A Democratic strategist advising the campaign, who is not authorized to speak publicly for it, noted, "As soon as Romney was done, we saw the chance to do something Romney failed to do: to spell out what Obama would do if elected."
The Obama crew's response to Romney's surface-skimming speech was not a partisan reflex. Days afterward, Bill Kristol, the neoconservative commentator who loves to be cranky about Romney, slapped the Republican presidential nominee for not describing what he'd do in the Oval Office:
I thought that they should do a more forward-looking emphasis on the next four years. They thought they're comfortable with asking voters to pass judgment on the last four years and…just reassuring people about Mitt Romney.
You talk to the top Romney strategists, they use that word an awful lot. We have to reassure voters about Mitt Romney. He doesn't hate women, he's a likable guy. He's a generous guy. The Republican Party is diverse.

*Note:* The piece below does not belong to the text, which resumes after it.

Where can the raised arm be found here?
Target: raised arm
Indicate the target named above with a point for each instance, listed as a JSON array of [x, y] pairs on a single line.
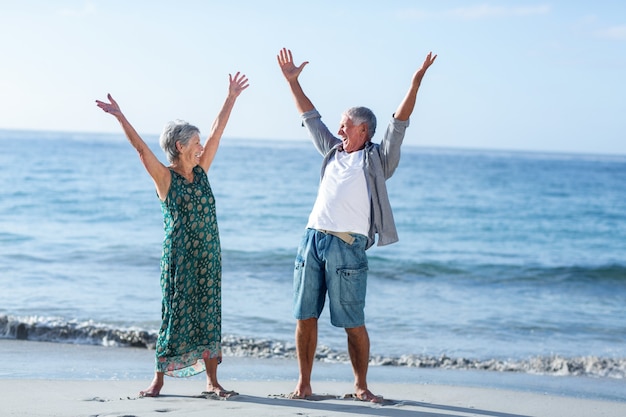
[[159, 172], [237, 84], [408, 103], [291, 73]]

That's enough, plus the case against Obama. That's their theory of the race and they had a convention that fit with their theory of the race. If you believe and I'm more inclined to this other belief, that you need to actually convince voters by making a positive case for the Romney-Ryan ticket, there was much less of that.
With his speech, Romney certainly didn't use policy details to attract voters. And voters, for this or other reasons, did not react strongly. Gallup found that only 38 percent judged Romney's speech excellent or good. This was the lowest mark in years for a presidential acceptance speech (John McCain in 2008, 47 percent; Obama in 2008, 58 percent; George W. Bush in 2004, 49 percent; John Kerry in 2004, 52 percent; Al Gore in 2000, 51 percent; Bush in 2000, 51 percent; Bob Dole in 1996, 52 percent). Going light on the policy substance didn't seem to help Romney, who appears to have earned no significant boost from his convention.